It was a year ago Sunday that Canadian officials arrested Meng Wanzhou in Vancouver International Airport on an extradition request from the United States. A lot has happened since then.

Beijing retaliated by jailing two Canadians in China on trumped-up security charges, and has been holding them as political hostages ever since. Michael Spavor and Michael Kovrig have reportedly been subjected to conditions that are considered torture by human-rights groups. China also banned some Canadian agricultural products.

Ms. Meng, who is the daughter of the founder of the Chinese telecom Huawei, meanwhile lives in a Vancouver mansion, free on bail, and has all the protections of the rule of law.

Also in the past year, China has been exposed as operating concentration camps filled with hundreds of thousands of Uyghur Muslims and other religious minorities, and in which prisoners are subjected to brainwashing, beatings and rape.

In Hong Kong, citizens have been demonstrating against Beijing’s puppet territorial government for months. The movement began as a protest against a law, since abandoned, that would have allowed Hong Kong people to be extradited to China; it has since grown into a fight for justice in the wake of police brutality against demonstrators, to give the territory full democracy and to protect its autonomy from the tentacles of the Chinese Communist Party under Xi Jinping.

Ottawa’s responses have been muted, because it wants economic ties with China and won’t dare further anger a dictatorship that doesn’t practise diplomacy so much as bully its smaller partners into silence.

The Trudeau government reconfirmed its hope of returning to business as usual when, in September, it named Dominic Barton as the new ambassador to China. He is the former head of the consultancy McKinsey & Company, a firm whose business operations in China depend upon Beijing’s favour.

Our position has suffered in comparison with that of the United States. The U.S. Congress recently passed bipartisan legislation defending Hong Kong’s democracy and imposing sanctions on Chinese and Hong Kong officials found responsible for human-rights abuses in the territory.

That led Emily Lau, one of the leading lights of Hong Kong’s democracy movement, to call on Prime Minister Justin Trudeau to “have some guts” and stand up to China.

That’s one way of putting it. It would require a great deal of political courage on the part of a country the size of Canada to denounce every one of the atrocities occurring in Mr. Xi’s China, or to impose sanctions on Chinese officials.

We don’t punch in the same weight class as the United States. China would fire back with more economic punishment, Canadian farmers would lose more money and Canadian industries would find themselves shut out by Beijing. The domestic pressure to relent would be immense.

That’s why “guts” isn’t the answer. Canada needs to be smart, and exploit Beijing’s weaknesses.

The biggest one is the Chinese economy. Mr. Xi’s Orwellian surveillance state needs steady economic growth to keep Chinese citizens passive. Mr. Trump’s trade war has slowed China’s growth and made the Communist Party a bit more vulnerable than it would like.

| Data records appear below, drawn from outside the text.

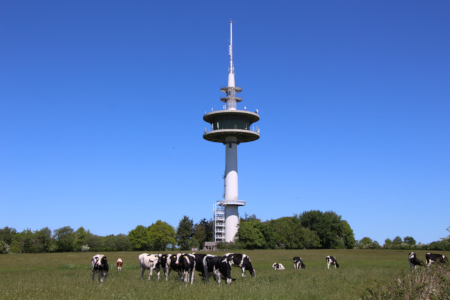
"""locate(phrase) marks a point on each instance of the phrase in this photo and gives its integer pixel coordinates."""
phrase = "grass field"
(68, 276)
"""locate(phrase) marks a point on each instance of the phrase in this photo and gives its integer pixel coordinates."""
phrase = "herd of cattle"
(217, 266)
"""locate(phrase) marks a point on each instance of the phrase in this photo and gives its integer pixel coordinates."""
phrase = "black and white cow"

You could see that in the threat made by China’s ambassador to Canada after the U.S. legislation standing up for Hong Kong was passed. “If anything happens like this, we will certainly have very bad damage in our bilateral relationship,” he said of a possible similar action by Ottawa.

The last thing China wants is a co-ordinated, global effort calling out its abuses. Which means there ought to be just such an effort. Instead of letting Beijing isolate it, Ottawa should explore strategic alliances that would prevent that from happening.

Which leads to China’s other weakness: Its actions in Hong Kong are a violation of the treaty it signed when it took over the territory from the British in 1997.

Beijing agreed to a “gradual and orderly” evolution to universal suffrage in Hong Kong. Instead, under Mr. Xi, it has moved in the opposite direction.

If democratic countries stood up as one and demanded that it live up to its commitments, it would be difficult for China to carry out retaliation.

Instead, too many countries like Canada are leaving it to brave Hong Kongers to battle alone for something the entire world has a stake in. We can do better.